For nearly four-and-a-half years, Labor under Bill Shorten has run a smooth, unified and professional operation totally at odds with the chaos caused by Kevin Rudd during the Gillard era. Shorten has benefited from the kind of backing that Rudd didn’t get from Shorten and that, in the end, Julia Gillard didn’t get from him either. And while he’s deftly pursued relentless Tony Abbott-style oppositionism, unlike Abbott he’s been prepared to commit to policy bravery unseen in Canberra since the days of John Hewson.

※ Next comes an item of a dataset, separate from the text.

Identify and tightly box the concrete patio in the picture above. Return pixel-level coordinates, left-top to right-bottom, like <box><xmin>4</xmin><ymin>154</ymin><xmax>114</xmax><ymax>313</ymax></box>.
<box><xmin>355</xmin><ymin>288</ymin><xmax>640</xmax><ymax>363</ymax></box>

But much of Shorten’s success is due to luck. That’s not to downplay it. In politics, as much as in war, you make your own luck. Luck — in the form of Kevin Rudd’s pathological egotism — was the political alchemy that transformed Tony Abbott from the base metal of an ordinary, divisive reactionary into a prime minister with a landslide. And luck, in turn, has been kind to Shorten: Abbott made every post a loser in two years of chaos and bungling. But then, unexpectedly, so did Malcolm Turnbull, with a little help from Abbott and friends.

On the rare occasions when the Abbott government was able to take the focus off its own bumbling and put it on Shorten — like the trade union royal showtrial — Shorten looked bad (remember that donation?). But pretty much every time that happened, the Coalition would swing the focus back on itself — Shorten’s turn at the TURC was followed promptly by Bronwyn Bishop’s turn on Chopper Squad and, within two months, Abbott’s ouster.

However, over summer, with Malcolm Turnbull having dealt, however clumsily, with the various problems of last year — MPs not knowing which countries they were citizens of, the homophobia of much of his backbench — Shorten is back in the spotlight. Or, more accurately, some of Shorten’s mates are back there.

Longtime Victorian right ally David Feeney is again causing problems for Labor. Feeney’s absolute shocker of a 2016 election saw him dumped from the Labor frontbench. Now he threatens to cost Labor a lot more than some embarrassing headlines, with the High Court almost certainly poised to chuck him and his Dog Ate My Homework excuses out of his seat of Batman, which he held by only 1,850 votes against the Greens in 2016. A second Greens Reps seat will do little for parliament — Adam Bandt pointlessly labours in obscurity in the seat of Melbourne — but it will be a serious blow to Shorten.

Then there’s another Shorten mate, Michael Danby, who has embarrassed the party in recent weeks both with his travel expenses and his taxpayer-funded jihad against anyone unprepared to run propaganda for Benjamin Netanyahu’s regime. Danby is also obsessed with another foreign policy issue (he sees himself as a kind of freelance foreign policy spokesman) albeit one where he has a lot more judgement — he’s a long-term critic of China’s aggression and interventionism.

Which brings us to another of Shorten’s problems. Primarily thanks to Sam Dastyari’s remarkable lack of judgement, there’s now a perception that Labor is softer on China than the Coalition. It is on China that Turnbull has been effectively pursuing Australia’s national interest, seeking to revive the four-way India/Japan/US/Australia security process foolishly abandoned by Rudd, and moving closer to Shinzo Abe’s Japanese government (with which Tony Abbott, to his credit, has also worked hard to establish close relations). The contrast in recent days between Turnbull, busy in Tokyo further deepening our defence ties with our second-largest trading partner, and Labor, where questions remain about the extent of the influence of the China lobby and various appeasement backers within it, has been acute.

None of this is particularly important outside the Canberra bubble. But it’s a messy start to the year that theoretically, on both current polling and the odds of an early election, should end with Shorten as PM.

Then again Shorten faced a major challenge when Turnbull became Prime Minister. The never-popular Shorten had to face a rampantly popular Prime Minister in the last part of 2015. His response was to accept that he couldn’t out-charisma Turnbull but go hard on policy instead. The results, with Labor coming within a few thousand votes of government, spoke for themselves. The same lesson should apply now.